By the end of March, at least from the graph, we can see a slowing down in the growth rate to resemble more of a linear trend. Whether it will continue to slow down into a halt or catch back up to pace will be determined in the future. From the graph of deaths in New York, unfortunately we have yet to see the slowing rate in the later parts of March. This graph resembles an exponential growth more than a linear trend.
ml<-covid_state[ which(covid_state$state=="Maryland"), ]
mldate<-as.Date(ml$date,"%m/%d/%y")
p5<-ggplot(ml,aes(mldate,ml$cases))+
geom_bar(stat="identity")+
ggtitle("Confirmed Covid-19 Cases in Maryland")+xlab("Date")+
ylab("Confirmed Cases")+geom_line(y=ml$deaths,aes(color="red"))
ggplotly(p5)
Since I have recently spent the last half year in the state of Maryland, I wanted to visit the state in term of COVID-19 reportings to see where it stands. Unfortunately, it looks like this state is just beginning the upswing of the outbreak. As of today, April 14th, 2020, there are nearly 9,000 confirmed cases in Maryland, an increase of 600% since March 30th, the last data point we have on this graph. There are also now 262 deaths, an increase of over 1,700% from two weeks ago [1].
## Importing
covid_county <- read.csv("us-counties.csv")
## Dating
cdate <- as.Date(covid_county$date,"%m/%d/%y")
covid_city_t <- covid_county %>%
filter(county == "New York City" | county == "Cook" |
county == "Los Angeles" | county == "Philadelphia" | county == "King" | county == "Miami-Dade")
covid_city_t$date<-as.Date(covid_city_t$date)
ggplot(covid_city_t,
aes(x=county, y=cases, label=county, color=county))+
geom_point(stat='identity',size=15)+
geom_segment(aes(
y=180,
x=county,
yend=cases,
xend=county))+
geom_text(color="black",size=3)+
coord_flip()+
theme(legend.position= "none")+
labs(title='Date: {frame_time}',x='County',y='Cases')+
transition_time(date)+
ease_aes('linear')
This is an animated graph of reported cases in major cities in the US. I selected to visually look at Philadelphia, New York City, Miami, Los Angeles, Seattle (King County), and Chicago (Cook County). From the animation, you can see that LA and Chicago had cases in early Feburary, nearly a month before any other major city had one.
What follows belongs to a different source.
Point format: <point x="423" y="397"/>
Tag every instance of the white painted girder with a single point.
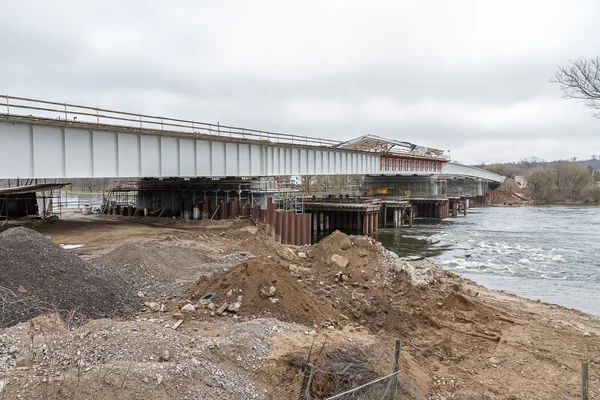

And in mid-March you can see New York City take off.
covid_city_t2 <- covid_county %>%
filter(county == "Prince William" | county == "Arlington" |
county == "Prince George's" | county == "District of Columbia" | county == "Frederick" | county == "Baltimore")
covid_city_t2$date<-as.Date(covid_city_t2$date)
ggplot(covid_city_t2,
aes(x=county, y=cases, label=county, color=county))+
geom_point(stat='identity',size=15)+
geom_segment(aes(
y=180,
x=county,
yend=cases,
xend=county))+
geom_text(color="black",size=3)+
coord_flip()+
theme(legend.position= "none")+
labs(title='Date: {frame_time}',x='County',y='Cases')+
transition_time(date)+
ease_aes('linear')
This is a similar animation to the other graph. This is an animation showing reported cases in counties that are close to me or ones that I have lived in. In March, none of these counties had more than 500 cases. During the last couple days of the animation, you can see District of Columbia take off much quicker than it had the rest of the duration. Now, the district is reporting nearly 2,000 cases, an increase of 400% from two weeks ago [1]. Most counties in the United States are not experiencing the level that the largest counties and metropolitan areas are. This means that if counties enact stay-at-home and social distancing measures locally, they can flatten the curve- at least locally.